Belasan anak usia empat-lima tahun memasuki gerbang taman kanak-kanak. Senyum ceria menghiasi wajah mereka. Tangan-tangan mungil menyalami Syifa. Antusias menyapanya, memanggilnya "Bu Guru Cantik" seperti biasa.
Syifa balas tersenyum pada murid-muridnya. Pandangan mereka beralih pada sosok pria tampan di samping Syifa. Pria yang sudah lama tak terlihat, tapi tetap mereka ingat. Belasan kanak-kanak itu berseru senang.
"Ada Pak Guru Ganteng!"
Seruan excited itu membuat sang pria tertawa kecil. Ia jarang mengajar di sini. Hanya sesekali mendampingi Syifa. Namun para murid tak pernah melupakannya.
"Mereka masih mengingatmu, Adica." bisik Syifa.
Cukup lama Adica berada di sana. Ia saksikan murid-murid Syifa masuk kelas dengan tertib. Syifa mengajari mereka menyanyi, menggambar, dan melipat kertas. Tanpa ragu, Syifa dan Adica berkeliling di antara para murid. Membantu mereka yang kesulitan mengerjakannya. Tak semuanya mulus. Satu-dua anak merajuk, enggan ditinggal nani-nya. Siapa lagi yang menenangkan kalau bukan Adica dan Syifa?
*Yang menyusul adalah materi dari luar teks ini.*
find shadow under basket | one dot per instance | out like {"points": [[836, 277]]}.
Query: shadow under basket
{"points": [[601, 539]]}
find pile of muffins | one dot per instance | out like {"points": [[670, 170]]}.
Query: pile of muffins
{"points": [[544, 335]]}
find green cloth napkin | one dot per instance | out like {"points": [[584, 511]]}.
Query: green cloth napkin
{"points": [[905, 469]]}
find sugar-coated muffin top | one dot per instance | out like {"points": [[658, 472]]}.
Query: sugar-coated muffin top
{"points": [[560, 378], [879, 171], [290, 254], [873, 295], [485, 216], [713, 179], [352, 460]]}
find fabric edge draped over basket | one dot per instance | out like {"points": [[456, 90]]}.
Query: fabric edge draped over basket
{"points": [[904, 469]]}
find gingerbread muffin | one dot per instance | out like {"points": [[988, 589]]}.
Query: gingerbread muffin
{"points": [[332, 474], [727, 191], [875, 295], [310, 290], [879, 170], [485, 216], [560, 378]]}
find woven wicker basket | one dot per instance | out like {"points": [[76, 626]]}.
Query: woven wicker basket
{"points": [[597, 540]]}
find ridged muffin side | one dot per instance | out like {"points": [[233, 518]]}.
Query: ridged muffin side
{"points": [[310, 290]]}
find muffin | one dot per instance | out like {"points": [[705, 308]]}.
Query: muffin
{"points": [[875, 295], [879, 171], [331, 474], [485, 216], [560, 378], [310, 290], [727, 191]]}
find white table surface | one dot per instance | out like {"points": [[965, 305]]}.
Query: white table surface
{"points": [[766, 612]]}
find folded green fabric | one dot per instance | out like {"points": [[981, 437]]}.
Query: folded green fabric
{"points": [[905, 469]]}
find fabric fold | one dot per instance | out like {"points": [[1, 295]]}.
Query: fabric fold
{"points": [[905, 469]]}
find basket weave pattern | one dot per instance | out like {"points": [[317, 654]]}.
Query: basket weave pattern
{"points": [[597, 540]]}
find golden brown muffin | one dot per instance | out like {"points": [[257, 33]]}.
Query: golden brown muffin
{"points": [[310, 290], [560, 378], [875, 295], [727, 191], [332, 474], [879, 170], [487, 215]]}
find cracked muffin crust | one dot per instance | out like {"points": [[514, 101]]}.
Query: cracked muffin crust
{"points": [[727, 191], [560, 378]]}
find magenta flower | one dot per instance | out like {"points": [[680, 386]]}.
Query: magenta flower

Mengajar di taman kanak-kanak memberikan warna tersendiri. Syifa menikmatinya. Adica mendukung sepenuh hati pilihan istri cantiknya. Para nani dan orang tua murid yang kebetulan mengantar anaknya, terkesan melihat mereka berdua. Semuanya sepakat kalau Adica dan Syifa pasangan serasi. Pasangan serasi boleh saja, tetapi masihkah mereka bahagia?
Di luar gerbang taman kanak-kanak, Calvin memperhatikan adik angkatnya dan istrinya. Sedikit rasa syukur mengaliri hati. Setidaknya mereka masih terlihat baik-baik saja di depan semua orang.
"Ya Allah, kembalikanlah kebahagiaan Adica dan Syifa. Orang baik seperti mereka layak berbahagia." doanya perlahan.
Calvin menanti dengan sabar. Sampai akhirnya Adica memberikan kecupan hangat di kening Syifa sebagai tanda perpisahan, lalu berjalan menghampirinya. Urusan keluarga selesai. Saatnya rapat.